The point cloud is generated from lidar data and RGBD data from Ddog and mobile phone. After data acquisition is complete, it is normalized through a single coordinate system and matched to a global state that brings together all imaging and 3D positioning data.
Operation is entirely dependent on the quality of the robotic arm gripper mounted on the Ddog, the one pictured below is manufactured by Boston Dynamics.
Limit the use cases in the experiment to basic interactions with objects in predefined locations.

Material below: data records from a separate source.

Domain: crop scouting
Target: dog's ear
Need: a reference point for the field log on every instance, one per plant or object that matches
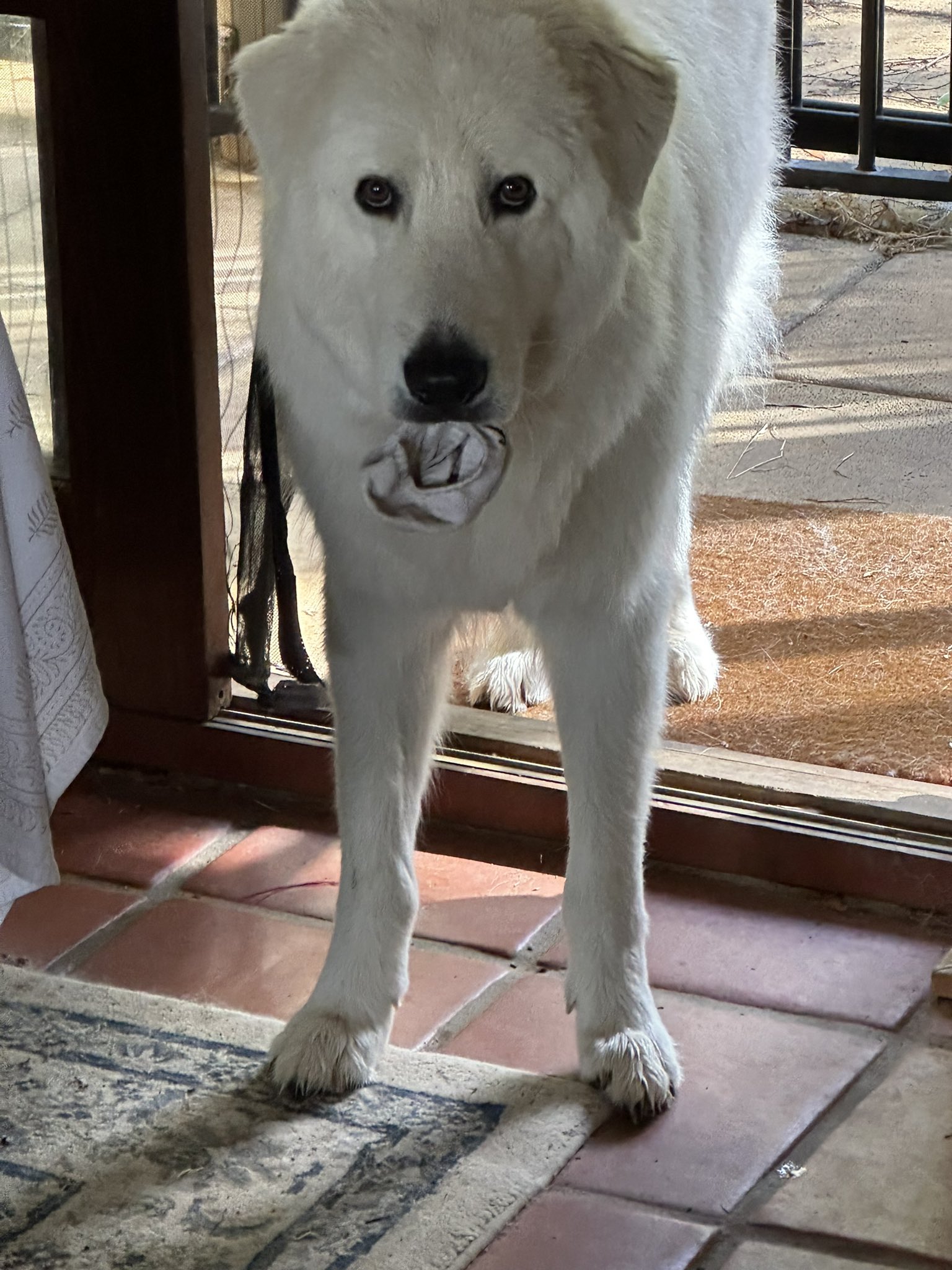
(631, 97)
(270, 92)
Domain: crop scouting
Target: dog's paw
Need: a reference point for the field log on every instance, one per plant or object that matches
(324, 1053)
(692, 666)
(638, 1067)
(509, 682)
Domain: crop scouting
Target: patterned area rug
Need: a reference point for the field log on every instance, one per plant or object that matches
(138, 1130)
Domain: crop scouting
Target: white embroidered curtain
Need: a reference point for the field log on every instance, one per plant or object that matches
(52, 711)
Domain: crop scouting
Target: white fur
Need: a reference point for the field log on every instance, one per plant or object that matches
(611, 315)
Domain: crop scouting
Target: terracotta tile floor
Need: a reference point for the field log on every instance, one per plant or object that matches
(804, 1025)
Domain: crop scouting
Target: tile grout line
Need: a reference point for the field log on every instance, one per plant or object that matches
(165, 888)
(853, 386)
(725, 1238)
(523, 966)
(876, 263)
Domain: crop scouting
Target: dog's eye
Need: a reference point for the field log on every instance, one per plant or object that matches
(377, 196)
(513, 195)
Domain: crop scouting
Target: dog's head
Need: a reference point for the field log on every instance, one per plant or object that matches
(452, 187)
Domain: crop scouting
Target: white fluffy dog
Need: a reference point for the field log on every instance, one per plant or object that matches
(551, 216)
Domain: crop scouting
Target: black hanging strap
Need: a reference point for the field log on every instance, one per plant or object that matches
(266, 572)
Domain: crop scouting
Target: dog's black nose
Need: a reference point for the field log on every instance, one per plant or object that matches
(444, 374)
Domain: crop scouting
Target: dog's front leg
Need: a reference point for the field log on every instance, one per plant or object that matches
(609, 675)
(386, 682)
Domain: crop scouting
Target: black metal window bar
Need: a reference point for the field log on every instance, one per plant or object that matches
(870, 130)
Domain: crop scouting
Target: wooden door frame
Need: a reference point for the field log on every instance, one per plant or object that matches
(125, 122)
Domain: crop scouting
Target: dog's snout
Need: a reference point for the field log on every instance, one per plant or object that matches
(444, 373)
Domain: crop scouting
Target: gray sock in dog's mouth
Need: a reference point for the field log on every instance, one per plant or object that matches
(436, 475)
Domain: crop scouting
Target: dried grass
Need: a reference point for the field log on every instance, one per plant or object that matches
(895, 225)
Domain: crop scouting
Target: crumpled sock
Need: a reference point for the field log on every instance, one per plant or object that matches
(436, 475)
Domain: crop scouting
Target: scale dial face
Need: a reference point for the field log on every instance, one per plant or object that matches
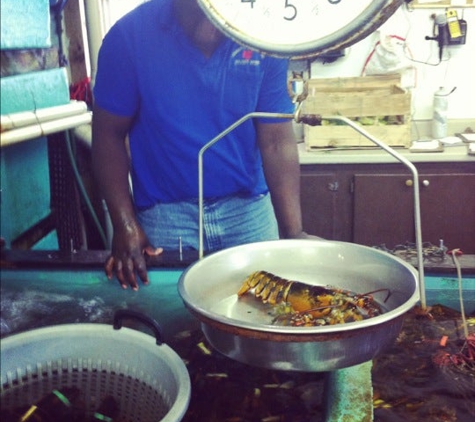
(298, 28)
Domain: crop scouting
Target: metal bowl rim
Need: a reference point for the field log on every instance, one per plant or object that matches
(301, 330)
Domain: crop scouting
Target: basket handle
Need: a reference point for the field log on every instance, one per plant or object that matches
(131, 314)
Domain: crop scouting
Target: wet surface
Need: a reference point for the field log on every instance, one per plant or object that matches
(416, 379)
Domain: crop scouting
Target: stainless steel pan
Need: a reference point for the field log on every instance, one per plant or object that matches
(242, 328)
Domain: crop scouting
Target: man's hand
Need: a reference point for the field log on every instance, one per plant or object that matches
(129, 247)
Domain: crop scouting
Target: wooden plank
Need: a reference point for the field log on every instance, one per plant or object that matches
(358, 104)
(343, 136)
(376, 98)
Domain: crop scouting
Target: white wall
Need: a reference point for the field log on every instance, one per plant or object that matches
(457, 68)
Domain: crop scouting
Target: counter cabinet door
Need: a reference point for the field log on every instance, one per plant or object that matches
(384, 210)
(319, 198)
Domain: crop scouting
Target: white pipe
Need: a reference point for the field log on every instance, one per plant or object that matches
(308, 119)
(96, 31)
(27, 118)
(35, 131)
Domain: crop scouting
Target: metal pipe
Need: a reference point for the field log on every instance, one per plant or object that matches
(210, 144)
(417, 207)
(314, 119)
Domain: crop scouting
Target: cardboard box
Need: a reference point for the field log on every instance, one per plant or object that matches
(376, 102)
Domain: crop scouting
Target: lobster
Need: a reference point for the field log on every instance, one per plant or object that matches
(299, 304)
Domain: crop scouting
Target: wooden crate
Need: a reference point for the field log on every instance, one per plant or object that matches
(378, 100)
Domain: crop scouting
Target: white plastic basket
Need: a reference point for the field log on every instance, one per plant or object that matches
(146, 377)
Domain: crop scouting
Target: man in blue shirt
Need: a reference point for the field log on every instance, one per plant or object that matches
(170, 81)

The author drew a large laboratory space and set it up as an "apartment", which contained a "kitchen" area (with a tray with different cups and bottles), The "living room" area (small sofa with pillows and small coffee table), and the "window lounge" area.
The number of use cases is constantly growing, so the only way to cover most use cases is to deploy a system to run continuously for a period of time and use the data to Optimize such sequences and experiences.
EEG data is collected from the AttentivU device. The electrodes of AttentivU glasses are made of natural silver and are located at TP9 and TP10 according to the international 10-20 electrode placement system. The glasses also include two EOG electrodes located on the nose pads and an EEG reference electrode located at the Fpz position.
These sensors can provide the information needed and enable real-time, closed-loop intervention when needed.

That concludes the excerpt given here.